IRS Seizes 24 Crypto Wallets in Landmark Tax-Forfeiture Ruling
COURT FREEZES 24 CRYPTO WALLETS IN IRS TAX SWEEP
A federal judge in Washington just gave the IRS sweeping power to seize cryptocurrency tied to unpaid taxes, ruling that digital wallets qualify as seizable property even when the owners remain unknown. The decision hands investigators a potent new tool while sending a clear warning shot to crypto holders who think anonymity equals immunity.
The case began when IRS agents traced unreported income through blockchain analytics and identified twenty-four cryptocurrency accounts holding substantial balances. Rather than pursue individual taxpayers, the government filed a civil forfeiture action directly against the wallets themselves under the theory that the accounts represented proceeds of tax evasion. The owners never appeared to contest the seizure, prompting the court to examine whether cryptocurrency itself could be treated as forfeitable property under federal law.
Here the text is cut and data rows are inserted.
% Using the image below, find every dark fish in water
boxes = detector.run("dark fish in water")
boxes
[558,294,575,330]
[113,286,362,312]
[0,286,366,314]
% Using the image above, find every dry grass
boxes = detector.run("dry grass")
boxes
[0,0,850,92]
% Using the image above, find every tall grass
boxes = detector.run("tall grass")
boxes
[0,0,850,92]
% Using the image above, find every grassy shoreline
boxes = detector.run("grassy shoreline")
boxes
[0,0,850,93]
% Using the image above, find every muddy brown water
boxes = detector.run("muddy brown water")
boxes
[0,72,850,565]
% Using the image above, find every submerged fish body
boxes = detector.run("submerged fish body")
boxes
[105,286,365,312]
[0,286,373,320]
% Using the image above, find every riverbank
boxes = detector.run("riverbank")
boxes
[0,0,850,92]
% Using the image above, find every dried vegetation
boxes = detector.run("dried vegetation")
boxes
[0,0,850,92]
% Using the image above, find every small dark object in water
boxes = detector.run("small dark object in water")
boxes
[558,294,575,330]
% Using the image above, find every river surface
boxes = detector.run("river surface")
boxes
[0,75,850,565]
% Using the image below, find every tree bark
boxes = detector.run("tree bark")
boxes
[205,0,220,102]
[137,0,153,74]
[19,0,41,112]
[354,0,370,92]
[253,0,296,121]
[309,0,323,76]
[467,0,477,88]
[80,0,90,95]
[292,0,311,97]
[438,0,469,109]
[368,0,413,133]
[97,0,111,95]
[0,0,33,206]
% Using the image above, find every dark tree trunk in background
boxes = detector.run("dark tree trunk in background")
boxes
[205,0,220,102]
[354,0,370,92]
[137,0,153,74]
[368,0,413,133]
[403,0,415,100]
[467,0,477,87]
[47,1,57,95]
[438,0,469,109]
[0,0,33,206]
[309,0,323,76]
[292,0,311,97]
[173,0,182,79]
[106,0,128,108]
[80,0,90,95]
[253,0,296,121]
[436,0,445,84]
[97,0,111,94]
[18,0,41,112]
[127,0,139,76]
Judge Dabney L. Friedrich ruled that the wallets were indeed subject to forfeiture. The court found that the IRS had probable cause to believe the cryptocurrency represented proceeds of criminal tax violations and that the anonymous nature of the accounts did not shield them from government action. Because no claimants stepped forward to assert ownership or challenge the forfeiture, the judge ordered the accounts transferred to U.S. custody. The ruling effectively treats cryptocurrency wallets as standalone legal entities capable of being sued and seized.
In plain terms, the decision means that if the IRS can link a crypto address to unpaid taxes or other crimes, it can move against the wallet directly without first identifying the person behind it. This lowers the practical barrier for enforcement actions and removes one of the last perceived safe havens for hidden digital assets.
The ruling expands IRS and Justice Department reach into decentralized finance by confirming that crypto is not beyond the reach of traditional forfeiture statutes. Exchanges and DeFi protocols now face heightened pressure to monitor for tax-related red flags, knowing that wallet-level seizures are legally viable. Traders holding large positions off-exchange should reassess anonymity assumptions, as the opinion signals that technical obscurity offers limited protection against determined government tracing.
Anonymous wallets just became far less anonymous in the eyes of the law.